Я ненавижу его! За то что предал, за то, что променял на другую или других, за то, что так просто отпустил. До дрожи ненавижу, но дурацким трусам на это пофигу. Они промокают за три секунды. За три гребаные секунды! Да с Мироном полчаса прелюдии мало, чтобы хоть на половину раскочегарить, а тут просто по щелчку.

От этого обиднее во сто крат. Почему мужик, от которого у меня плывут мозги, кипит кровь и мокнет между ног, оказался такой скотиной?

— Отпусти, — выдавливаю сквозь зубу, — немедленно убери от меня свои лапы.

— А если нет? — наглая ухмылка. Наглые глазищи. Морда наглая! — я по твоей вине вчера по сугробам барахтался. По-моему, ты мне должна компенсировать моральный ущерб.
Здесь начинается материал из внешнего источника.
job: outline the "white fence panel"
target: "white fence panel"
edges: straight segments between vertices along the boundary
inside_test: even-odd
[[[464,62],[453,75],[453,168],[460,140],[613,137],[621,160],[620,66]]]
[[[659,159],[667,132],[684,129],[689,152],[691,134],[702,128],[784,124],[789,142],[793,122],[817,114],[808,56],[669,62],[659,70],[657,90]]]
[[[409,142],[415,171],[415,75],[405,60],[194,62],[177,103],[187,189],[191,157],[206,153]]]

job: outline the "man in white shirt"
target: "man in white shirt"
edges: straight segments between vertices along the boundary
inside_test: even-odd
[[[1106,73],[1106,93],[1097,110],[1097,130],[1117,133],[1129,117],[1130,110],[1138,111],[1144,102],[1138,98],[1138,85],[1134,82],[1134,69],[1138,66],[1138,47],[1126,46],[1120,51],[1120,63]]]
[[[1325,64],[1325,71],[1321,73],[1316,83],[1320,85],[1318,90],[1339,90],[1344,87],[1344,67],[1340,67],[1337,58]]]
— Ты сдурел, — я вырываюсь, а он, подхватив меня под зад, отрывает от пол и усаживает на кухонный гарнитур, тут же нагло вклиниваясь между ног.

От неравной борьбы домашняя туника, голубая в розовый цветочек, позорно задирается, открывая его взгляду простое белье.

Взгляд тут же темнеет.

— Спорим, уже готовая? — Егор тянется к развилке между бедер.
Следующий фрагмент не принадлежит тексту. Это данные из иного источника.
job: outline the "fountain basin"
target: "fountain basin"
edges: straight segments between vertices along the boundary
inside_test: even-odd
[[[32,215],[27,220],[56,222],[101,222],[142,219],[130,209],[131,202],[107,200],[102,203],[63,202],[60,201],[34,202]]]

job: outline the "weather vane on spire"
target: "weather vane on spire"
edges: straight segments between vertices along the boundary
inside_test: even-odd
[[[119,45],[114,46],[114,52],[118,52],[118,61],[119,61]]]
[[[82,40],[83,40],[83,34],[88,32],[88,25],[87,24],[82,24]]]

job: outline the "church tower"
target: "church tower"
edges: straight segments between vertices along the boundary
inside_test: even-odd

Я хватаю его за руки, пытаясь избежать позорного провала. Проще сдохнуть, чем показать ему, что хочу до одури, и все мое естество полыхает от предвкушения.

— Не смей прикасаться! Мне противно!

— Врешь, — тихо смеется, — Тебе говорили, что ты охренительно пахнешь, когда хочешь трахаться?

Да! Он и говорил! Он вообще любил говорить всякие пошлости, от которых сносит крышу и напрочь забываешь о воспитании, выпуская на волю голодную до секса, бешеную кошку.

— А ты пахнешь своими девками!

Егор демонстративно нюхает свое плечо:

— Что-то не чувствую. С утра мылся.

— Я чувствую! Пусти меня, — упираюсь ему в грудь, но он играючи сминает сопротивление, прижимая к своей груди и внезапно утыкается своим лбом в мой.

— Ленка… — в голосе такая тоска, что меня парализует, — я ведь и правда соскучился. Пришел, чтобы высказать все, что думаю, и сорвался…

Простые слова простреливают до самого пупка. Вред ведь, сукин сын! Врет! Мстит за вчерашний голожопый полет.

— Неужели в городе закончились свободные дырки между ног? Не знаешь куда податься? — шиплю дрожащим голосом, — так я подскажу. Дверь у тебя за спиной!

— Я от тебя отделаться никак не могу. Не видел четыре месяца и зашибись все было, а теперь снова накрыло. Аж тошнит.

Ах вот как. Тошнит, значит? Прекрасно.

Проглотив обиду, равнодушно выдаю:

— Это потому, что ты полез кататься на простынях до того, как кукле той вдул. Сперматоксикоз.

Недовольно цыкнув, Малов замолкает, а взгляд еще более тяжелый, полный желания и решимости, впивается в мои губы. Кажется, время разговоров закончилось.